Our systems can't get rid of them when they come into our bodies. They cause problems by piling up. Multiple types of cancer, immune system problems, high cholesterol, and issues with pregnant and infant development are all linked to the PFAS. In June, the EPA announced new limits on the amount of PFAS in drinking water.
They are very hard to avoid. In the U.S., both indoor and outdoor air, farm fields worldwide, fish, cosmetics, and elsewhere, have been found to be contaminated with peracetic acid.
These chemicals are incredibly hard to break down even with a lot of human effort. It seems that inineration doesn't work. There are lots of strategies that can lead to toxic things. There are many methods that can be hard to scale up and cost prohibitive.
One of the study researchers said in a press briefing on Tuesday that all other emerging PFAS degradation methods are very high energy. He emphasized the accessibility and relative ease of the new method.
The researchers were able to take one type of concentrated PFAS and break it up into smaller, non-toxic compounds using just a little heat and supplies.
Brittany Trang, who was the study's lead researcher and completed her PhD at Northwestern University last month, said that most chemists take two molecules and put them together to make one big molecule. We were looking at what was left to figure out how the Lego fell apart.
The second step is crucial. The chemists used quantum mechanical models to figure out how it happened and provided a road map for other researchers to use.
Diana Aga is a researcher at the University of Buffalo who was not involved in the new study. This publication has done a lot in terms of analysis and comprehensiveness.
The researchers heated their solution at temperatures between 80 and 120 degrees Celsius.

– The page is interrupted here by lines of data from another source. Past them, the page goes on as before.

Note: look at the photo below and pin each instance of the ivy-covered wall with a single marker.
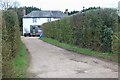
(10, 40)
(92, 29)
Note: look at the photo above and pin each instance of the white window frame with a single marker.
(34, 20)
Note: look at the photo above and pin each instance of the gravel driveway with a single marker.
(48, 61)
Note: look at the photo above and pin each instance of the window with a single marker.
(34, 20)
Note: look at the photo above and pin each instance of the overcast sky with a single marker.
(68, 4)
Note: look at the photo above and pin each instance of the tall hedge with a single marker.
(92, 29)
(10, 40)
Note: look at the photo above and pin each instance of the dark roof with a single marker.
(45, 14)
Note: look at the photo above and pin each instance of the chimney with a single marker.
(24, 11)
(66, 11)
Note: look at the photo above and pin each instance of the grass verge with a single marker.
(108, 56)
(20, 62)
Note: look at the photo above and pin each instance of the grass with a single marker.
(20, 62)
(108, 56)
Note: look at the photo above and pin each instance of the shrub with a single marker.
(92, 29)
(10, 40)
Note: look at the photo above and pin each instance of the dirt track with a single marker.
(48, 61)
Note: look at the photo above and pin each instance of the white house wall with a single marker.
(29, 21)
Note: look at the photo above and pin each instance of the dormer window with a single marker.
(34, 20)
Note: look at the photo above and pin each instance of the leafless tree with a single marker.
(5, 4)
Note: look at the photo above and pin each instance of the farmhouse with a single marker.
(32, 22)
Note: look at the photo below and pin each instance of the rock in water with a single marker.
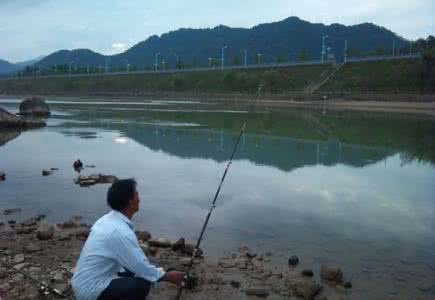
(305, 288)
(11, 211)
(143, 235)
(160, 242)
(34, 106)
(45, 231)
(8, 120)
(307, 273)
(293, 261)
(257, 291)
(46, 172)
(331, 273)
(31, 247)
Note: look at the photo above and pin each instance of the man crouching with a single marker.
(112, 247)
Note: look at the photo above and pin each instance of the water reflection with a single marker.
(7, 135)
(352, 189)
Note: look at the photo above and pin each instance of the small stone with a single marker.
(293, 261)
(70, 224)
(189, 249)
(185, 261)
(235, 284)
(257, 291)
(61, 287)
(179, 245)
(29, 222)
(331, 273)
(307, 273)
(143, 235)
(46, 172)
(21, 266)
(40, 217)
(11, 211)
(45, 231)
(160, 242)
(305, 288)
(25, 230)
(152, 250)
(58, 277)
(19, 258)
(225, 263)
(82, 234)
(250, 254)
(64, 236)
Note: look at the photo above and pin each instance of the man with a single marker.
(112, 247)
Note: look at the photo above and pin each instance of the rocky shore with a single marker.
(49, 252)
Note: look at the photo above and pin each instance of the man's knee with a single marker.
(142, 286)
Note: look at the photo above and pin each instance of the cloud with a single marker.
(119, 47)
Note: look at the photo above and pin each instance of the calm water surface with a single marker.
(355, 189)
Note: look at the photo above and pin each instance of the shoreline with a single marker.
(48, 252)
(381, 103)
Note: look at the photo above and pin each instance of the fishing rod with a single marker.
(189, 280)
(43, 288)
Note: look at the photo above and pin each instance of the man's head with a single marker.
(123, 196)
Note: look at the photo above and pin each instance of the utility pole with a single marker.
(70, 66)
(323, 46)
(156, 63)
(107, 64)
(223, 56)
(345, 51)
(176, 60)
(259, 58)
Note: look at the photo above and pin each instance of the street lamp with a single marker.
(323, 46)
(246, 57)
(176, 60)
(70, 66)
(259, 58)
(107, 64)
(156, 64)
(222, 56)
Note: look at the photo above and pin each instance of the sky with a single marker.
(31, 28)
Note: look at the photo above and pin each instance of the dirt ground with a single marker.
(49, 252)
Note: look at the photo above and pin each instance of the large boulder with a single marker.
(8, 120)
(34, 106)
(7, 135)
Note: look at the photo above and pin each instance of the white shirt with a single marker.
(111, 246)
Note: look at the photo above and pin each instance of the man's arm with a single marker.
(129, 254)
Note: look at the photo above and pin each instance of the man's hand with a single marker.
(174, 277)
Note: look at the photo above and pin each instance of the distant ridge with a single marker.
(284, 40)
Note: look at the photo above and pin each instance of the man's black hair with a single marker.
(120, 193)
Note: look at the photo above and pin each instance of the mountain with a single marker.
(23, 64)
(284, 40)
(78, 57)
(7, 67)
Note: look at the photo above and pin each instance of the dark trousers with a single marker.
(126, 288)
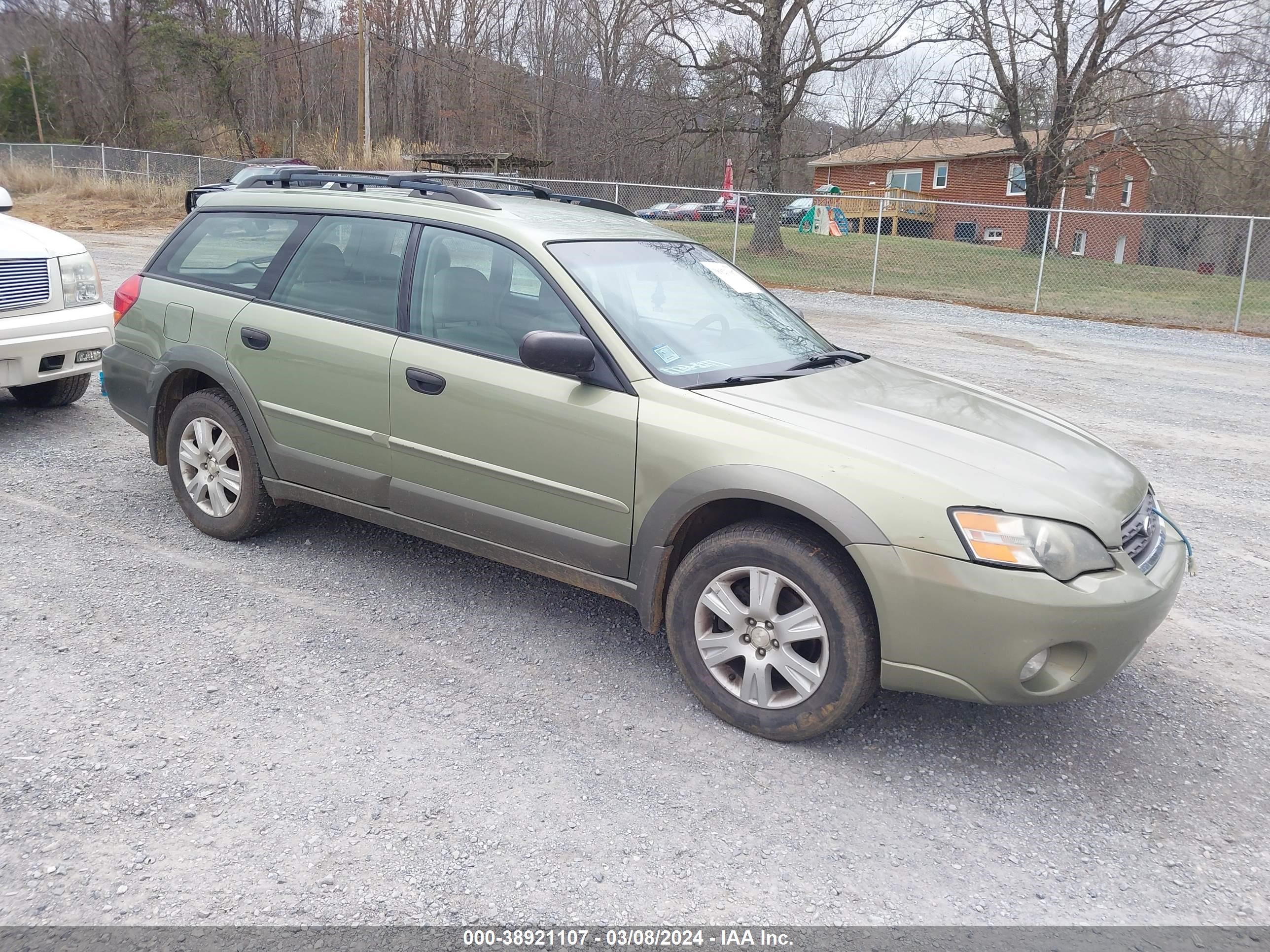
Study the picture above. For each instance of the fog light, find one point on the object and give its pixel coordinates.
(1032, 668)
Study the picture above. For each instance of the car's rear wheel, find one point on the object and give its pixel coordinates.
(52, 393)
(773, 631)
(214, 471)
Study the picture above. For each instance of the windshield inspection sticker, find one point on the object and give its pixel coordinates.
(729, 276)
(678, 370)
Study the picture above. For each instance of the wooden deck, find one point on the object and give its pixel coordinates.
(903, 212)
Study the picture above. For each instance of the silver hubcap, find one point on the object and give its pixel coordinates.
(761, 638)
(210, 466)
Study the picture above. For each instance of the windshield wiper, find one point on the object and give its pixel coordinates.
(747, 378)
(827, 358)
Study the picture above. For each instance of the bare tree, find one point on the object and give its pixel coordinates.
(785, 50)
(1064, 67)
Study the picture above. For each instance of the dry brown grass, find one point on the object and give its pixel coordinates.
(84, 202)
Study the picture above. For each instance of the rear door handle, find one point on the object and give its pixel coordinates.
(256, 340)
(424, 381)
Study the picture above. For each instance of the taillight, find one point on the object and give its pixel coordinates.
(126, 296)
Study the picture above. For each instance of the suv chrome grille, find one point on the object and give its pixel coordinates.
(23, 282)
(1143, 535)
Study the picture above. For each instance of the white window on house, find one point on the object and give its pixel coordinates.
(907, 179)
(1018, 182)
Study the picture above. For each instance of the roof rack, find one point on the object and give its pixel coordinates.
(360, 181)
(537, 191)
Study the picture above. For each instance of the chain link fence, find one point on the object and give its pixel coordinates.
(112, 163)
(1161, 270)
(1151, 268)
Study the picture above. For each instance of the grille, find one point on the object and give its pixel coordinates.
(1143, 535)
(23, 282)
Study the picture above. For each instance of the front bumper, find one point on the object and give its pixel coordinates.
(962, 630)
(35, 338)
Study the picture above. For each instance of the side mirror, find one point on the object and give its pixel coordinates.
(556, 352)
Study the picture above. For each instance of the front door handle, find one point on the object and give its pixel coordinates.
(256, 340)
(424, 381)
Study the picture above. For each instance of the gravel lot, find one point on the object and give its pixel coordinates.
(340, 724)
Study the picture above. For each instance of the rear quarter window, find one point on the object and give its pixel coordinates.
(230, 250)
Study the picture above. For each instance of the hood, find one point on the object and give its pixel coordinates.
(21, 239)
(986, 450)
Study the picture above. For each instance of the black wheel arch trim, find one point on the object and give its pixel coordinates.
(193, 357)
(817, 503)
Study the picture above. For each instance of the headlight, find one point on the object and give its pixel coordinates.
(1023, 543)
(80, 281)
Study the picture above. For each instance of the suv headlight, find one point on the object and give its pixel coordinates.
(80, 281)
(1024, 543)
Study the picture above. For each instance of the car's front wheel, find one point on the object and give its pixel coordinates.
(773, 630)
(214, 471)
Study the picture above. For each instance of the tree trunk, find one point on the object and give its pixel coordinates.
(766, 239)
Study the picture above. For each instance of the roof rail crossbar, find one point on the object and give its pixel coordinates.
(537, 191)
(360, 181)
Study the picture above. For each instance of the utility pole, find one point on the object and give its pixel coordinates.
(35, 103)
(364, 76)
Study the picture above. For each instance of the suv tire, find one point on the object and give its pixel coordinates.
(52, 393)
(226, 498)
(813, 601)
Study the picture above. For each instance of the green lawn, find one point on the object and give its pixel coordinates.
(996, 277)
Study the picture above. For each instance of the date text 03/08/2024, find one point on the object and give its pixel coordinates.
(623, 938)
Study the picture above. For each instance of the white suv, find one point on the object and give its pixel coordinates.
(54, 323)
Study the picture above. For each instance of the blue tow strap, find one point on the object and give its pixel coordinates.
(1191, 552)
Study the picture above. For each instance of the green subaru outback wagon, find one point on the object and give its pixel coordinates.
(554, 384)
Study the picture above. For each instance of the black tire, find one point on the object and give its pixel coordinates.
(817, 565)
(52, 393)
(253, 510)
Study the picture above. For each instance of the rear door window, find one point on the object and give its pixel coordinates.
(230, 250)
(349, 267)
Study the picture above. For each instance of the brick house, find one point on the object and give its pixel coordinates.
(986, 169)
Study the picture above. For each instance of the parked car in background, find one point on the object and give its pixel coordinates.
(54, 323)
(727, 211)
(689, 211)
(658, 211)
(586, 395)
(252, 169)
(794, 211)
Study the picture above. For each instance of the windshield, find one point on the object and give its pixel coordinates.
(691, 316)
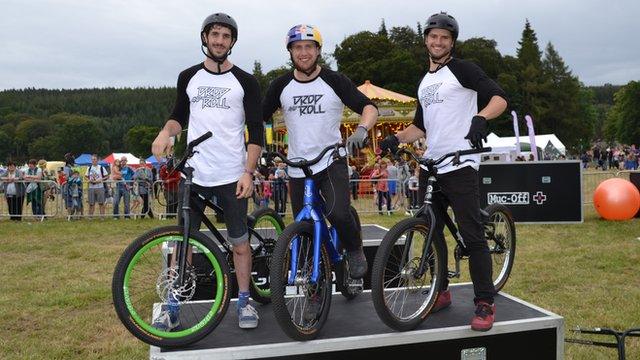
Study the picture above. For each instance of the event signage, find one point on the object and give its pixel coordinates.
(537, 191)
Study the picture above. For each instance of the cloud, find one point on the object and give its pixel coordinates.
(73, 44)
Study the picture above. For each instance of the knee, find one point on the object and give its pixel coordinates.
(242, 248)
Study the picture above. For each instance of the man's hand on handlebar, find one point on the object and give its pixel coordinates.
(244, 189)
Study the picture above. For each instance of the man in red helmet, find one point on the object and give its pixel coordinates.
(218, 96)
(454, 95)
(312, 98)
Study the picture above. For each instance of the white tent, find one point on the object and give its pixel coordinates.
(504, 148)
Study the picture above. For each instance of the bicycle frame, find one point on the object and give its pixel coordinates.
(312, 210)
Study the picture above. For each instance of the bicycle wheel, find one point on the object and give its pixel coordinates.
(266, 225)
(500, 232)
(301, 309)
(401, 297)
(350, 288)
(146, 276)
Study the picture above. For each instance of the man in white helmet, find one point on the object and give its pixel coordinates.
(218, 96)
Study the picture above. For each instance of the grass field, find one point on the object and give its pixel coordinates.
(56, 277)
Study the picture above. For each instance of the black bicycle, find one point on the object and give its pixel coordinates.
(173, 268)
(410, 264)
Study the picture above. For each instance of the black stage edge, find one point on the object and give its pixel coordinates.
(353, 330)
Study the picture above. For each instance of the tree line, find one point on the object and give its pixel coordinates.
(41, 123)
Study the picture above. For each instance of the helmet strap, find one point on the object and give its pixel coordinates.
(217, 60)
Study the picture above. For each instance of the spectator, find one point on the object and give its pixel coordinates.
(413, 186)
(354, 182)
(14, 190)
(74, 186)
(123, 183)
(170, 184)
(34, 191)
(382, 186)
(144, 178)
(96, 175)
(280, 187)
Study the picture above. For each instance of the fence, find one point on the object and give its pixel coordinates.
(57, 201)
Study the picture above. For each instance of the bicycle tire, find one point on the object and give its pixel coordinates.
(500, 232)
(300, 310)
(144, 266)
(268, 224)
(347, 291)
(401, 300)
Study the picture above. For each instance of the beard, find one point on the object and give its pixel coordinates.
(308, 70)
(441, 57)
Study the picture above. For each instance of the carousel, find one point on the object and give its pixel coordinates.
(395, 112)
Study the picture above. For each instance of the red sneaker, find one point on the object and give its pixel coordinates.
(485, 315)
(443, 300)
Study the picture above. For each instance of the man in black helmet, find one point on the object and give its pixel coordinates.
(218, 96)
(455, 95)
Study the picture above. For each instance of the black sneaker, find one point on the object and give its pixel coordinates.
(357, 264)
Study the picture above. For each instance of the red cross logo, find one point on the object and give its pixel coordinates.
(539, 198)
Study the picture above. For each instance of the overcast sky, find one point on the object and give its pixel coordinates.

After four hours, nearly 80% of the PFAS was gone, and after 12 hours, more than 90% of it disappeared, because of benign carbon byproducts like oxalate, which is in many vegetables.
Aga said that it's a big deal to characterize those byproducts. It helps ensure that more environmental harm won't come from trying to tackle the issue. She said that the study is beautiful because it was done.
The new research is not perfect. The researchers said this isn't the end of the problem.
The method only works on some PFAS There are many different types of PFAS compounds. carboxylates and sulfonates are two of the largest classes. The new method was able to get rid of almost all of the carboxylates, but it didn't work for the sulfonates.
The researchers hope they can address this and expand to sulfonates in future studies. This is not a general solution at the moment. We really would like to degrade sulfonates, as well as what we have today.
It is not possible for the researchers to dump lye and DMSO into the water supply. It wouldn't be good either, according to Trang in a phone call.
The method could be used to degrade PFAS that have already been removed from the water. There are lots of ways to do that through activated charcoal. A good destruction method is needed to make sure the PFAS doesn't return to the environment after being removed. The new research doesn't remove the pollution on its own.
Scientists, engineers, and lab groups have been working on the problem for a long time. A group of engineers published a method for breaking down a broad array of PFAS. Some work has focused on usingMicrobes to do the same. We probably need every method and knowledge we can get.
It isn't going to save the world tomorrow as much as I would like it to. It might help for a day after that.